No, it took five years. [Both laugh] But 18 shooting days. Hard to believe.

One of the things that was so, so, so important to us was that we set out to make it in such a way that nobody would walk away feeling like they were interpreted as the bad guy—meaning where you’d come to the film and say, “Oh, another film where Christians are the bad guys.” Judith Light gave an extraordinary performance playing the head of the Christian household, running the organization, and we didn’t interpret her as a stupid person or a bad person. We interpreted her—and I hope you see it this way, because it’s the way we saw it—as a loving person who is doing her best and really desperately trying to interpret God’s will as we all are in some ways.

She was superb, and, by the way, I hate you, because you actually worked with Judith Light.
[Laughs] Judith was a personal friend a long time before she was a co-worker, so let me just say that what you read about Judith is the truth about Judith. She’s putting her money where her mouth is. She was standing up for HIV/AIDS causes back when it wasn’t popular. She was standing up for gay and lesbian civil rights long before it was popular, and she has never stopped. The fact that she’s garnered the kind of success that she’s now having is so beautiful, and it could not be happening to a better person or a better actress. 

You’re Italian and were brought up Catholic. I’m Italian and was brought up Catholic also, but it had a pretty bad effect on me. I became an atheist and then an agnostic, but then I finally found my spirituality, my own idea of God. How did it affect you, if at all?

Oh, yeah, of course. “Recovering Catholic” is what we call it around here. And that’s not to demean it, but the unfortunate result of that is that so many of us have been hurt, but I try to be careful [about what I say]. I was just working with a wonderful man who is openly gay and young, and a devout Catholic as well, and he loves his faith. It’s fantastic that we might be approaching a time and place where the kind of hurt you and I may have suffered isn’t quite the same anymore, and that’s exciting to me.

For myself, yeah, I was driven away for a long time, and I went through a myriad of different spiritual experiences and journeys. I have always been a seeker from the time I was a little guy and I touched on everything. You name it and I studied it, practiced it, walked on it, held it, from “God is everything” to “God is nothing” to everything in between.

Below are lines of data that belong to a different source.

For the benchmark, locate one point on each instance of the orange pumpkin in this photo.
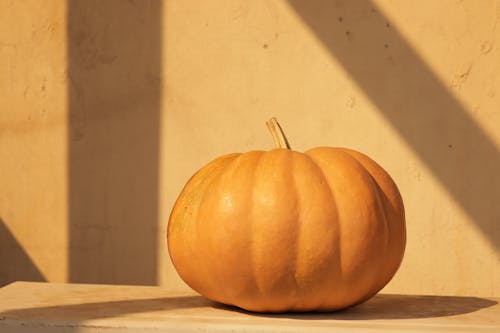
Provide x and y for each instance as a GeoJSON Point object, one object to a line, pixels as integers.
{"type": "Point", "coordinates": [283, 231]}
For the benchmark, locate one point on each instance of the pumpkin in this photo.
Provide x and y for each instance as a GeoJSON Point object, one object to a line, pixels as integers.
{"type": "Point", "coordinates": [280, 230]}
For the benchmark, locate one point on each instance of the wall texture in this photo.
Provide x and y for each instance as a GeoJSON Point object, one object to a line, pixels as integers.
{"type": "Point", "coordinates": [105, 115]}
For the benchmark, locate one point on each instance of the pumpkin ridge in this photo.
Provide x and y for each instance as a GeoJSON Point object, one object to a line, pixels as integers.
{"type": "Point", "coordinates": [313, 159]}
{"type": "Point", "coordinates": [251, 214]}
{"type": "Point", "coordinates": [378, 191]}
{"type": "Point", "coordinates": [210, 279]}
{"type": "Point", "coordinates": [298, 225]}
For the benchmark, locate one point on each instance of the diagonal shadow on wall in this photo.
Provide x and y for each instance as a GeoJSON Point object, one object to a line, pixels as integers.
{"type": "Point", "coordinates": [114, 68]}
{"type": "Point", "coordinates": [415, 102]}
{"type": "Point", "coordinates": [12, 252]}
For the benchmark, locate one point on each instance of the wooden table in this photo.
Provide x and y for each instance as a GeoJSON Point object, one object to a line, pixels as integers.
{"type": "Point", "coordinates": [54, 308]}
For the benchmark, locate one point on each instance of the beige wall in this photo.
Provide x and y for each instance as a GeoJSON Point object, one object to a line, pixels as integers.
{"type": "Point", "coordinates": [155, 92]}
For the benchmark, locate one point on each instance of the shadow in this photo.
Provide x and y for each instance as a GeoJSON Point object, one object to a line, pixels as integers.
{"type": "Point", "coordinates": [414, 101]}
{"type": "Point", "coordinates": [391, 307]}
{"type": "Point", "coordinates": [15, 264]}
{"type": "Point", "coordinates": [99, 310]}
{"type": "Point", "coordinates": [114, 70]}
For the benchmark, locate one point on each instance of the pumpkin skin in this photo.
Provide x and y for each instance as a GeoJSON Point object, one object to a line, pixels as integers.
{"type": "Point", "coordinates": [284, 231]}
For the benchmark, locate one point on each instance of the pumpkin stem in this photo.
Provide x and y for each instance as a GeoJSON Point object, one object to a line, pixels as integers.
{"type": "Point", "coordinates": [279, 137]}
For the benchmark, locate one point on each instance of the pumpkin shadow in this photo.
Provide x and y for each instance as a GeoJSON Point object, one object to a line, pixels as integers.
{"type": "Point", "coordinates": [111, 309]}
{"type": "Point", "coordinates": [390, 307]}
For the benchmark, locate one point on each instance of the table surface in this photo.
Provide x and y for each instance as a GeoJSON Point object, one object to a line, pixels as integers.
{"type": "Point", "coordinates": [57, 307]}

The beauty of that journey is that it led me to, like you said, a personal understanding of God as I understand God, which is more than I’m willing to get into at the moment. But it is deeply personal, very visceral, and very actual. You know, my space today isn’t based on what you told me, it’s based on what I experienced and what I continue to experience every single day. It contains parts of the stories we all know and parts that are unique to me. To sum it all up, I believe in God as everything—your faith and my faith and their faith, and everything in between. God is expressing himself in every single aspect of creation.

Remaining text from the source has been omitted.